RefineDet is a novel, single-shot-based object detection algorithm. It achieves better accuracy than two-stage methods such as R-CNN and R-FCN but maintains comparable efficiency of one-stage method such as SSD and YOLOv3. For more information on RefineDet, see this paper:
RefineDet consists of two interconnected modules - the anchor refinement module and the object detection module. This improves the architecture of the one-stage approach to overcome the class imbalance problem and improve detection accuracy.
According to the paper, with the Pascal VOC dataset (a mainstream benchmark in visual object recognition and detection, when using a smaller input size of 320 x 320, RefineDet produces 80% mAP (mean Average Precision, a popular metric to measure the accuracy of object detectors).
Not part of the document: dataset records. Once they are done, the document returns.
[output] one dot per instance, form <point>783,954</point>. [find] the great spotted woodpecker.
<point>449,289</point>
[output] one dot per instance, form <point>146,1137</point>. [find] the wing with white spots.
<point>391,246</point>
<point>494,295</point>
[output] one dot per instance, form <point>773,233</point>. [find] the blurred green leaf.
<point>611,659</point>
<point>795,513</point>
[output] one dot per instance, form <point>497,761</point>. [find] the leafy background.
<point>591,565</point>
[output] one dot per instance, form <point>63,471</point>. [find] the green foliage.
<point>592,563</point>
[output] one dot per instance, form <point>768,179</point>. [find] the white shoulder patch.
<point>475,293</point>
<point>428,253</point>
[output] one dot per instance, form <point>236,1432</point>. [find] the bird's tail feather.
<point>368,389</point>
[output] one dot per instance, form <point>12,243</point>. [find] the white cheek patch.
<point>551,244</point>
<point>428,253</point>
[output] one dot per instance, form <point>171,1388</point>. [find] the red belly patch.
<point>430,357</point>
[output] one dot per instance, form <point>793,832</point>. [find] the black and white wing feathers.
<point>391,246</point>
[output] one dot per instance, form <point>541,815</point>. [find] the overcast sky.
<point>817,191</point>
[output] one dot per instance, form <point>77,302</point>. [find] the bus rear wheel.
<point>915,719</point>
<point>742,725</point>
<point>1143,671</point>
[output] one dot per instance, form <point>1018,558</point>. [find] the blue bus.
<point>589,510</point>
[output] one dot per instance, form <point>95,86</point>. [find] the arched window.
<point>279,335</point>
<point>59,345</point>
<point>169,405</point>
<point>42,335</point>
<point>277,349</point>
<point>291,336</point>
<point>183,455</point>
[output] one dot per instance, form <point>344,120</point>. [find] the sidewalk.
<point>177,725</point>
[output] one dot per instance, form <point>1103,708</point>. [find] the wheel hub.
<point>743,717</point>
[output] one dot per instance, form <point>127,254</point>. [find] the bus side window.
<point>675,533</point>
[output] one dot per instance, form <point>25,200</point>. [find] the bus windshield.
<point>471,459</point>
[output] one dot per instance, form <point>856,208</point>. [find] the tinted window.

By using a larger input size of 512x512, RefineDet achieves 81.8% mAP. This demonstrates that RefineDet has a better accuracy than other popular one-stage models such as SSD, Yolo for small-size object detection.
We have successfully deployed the RefineDet model on our Xilinx ZCU102 platform with the following performance and mAP result -
Platform: ZU9EG with 3x B4096 DPU
RefineDet computation: 25GOPS per image (480 x 360), unpruned
mAP (person class AP) on COCO sub2000 dataset: 63.39%Pre-processing time:3ms
DPU processing: 17ms
Post-processing time: 6.5ms
Throughput: 100fps with 8 threads
The RefineDet example is available in the DNNDK v3.0 release.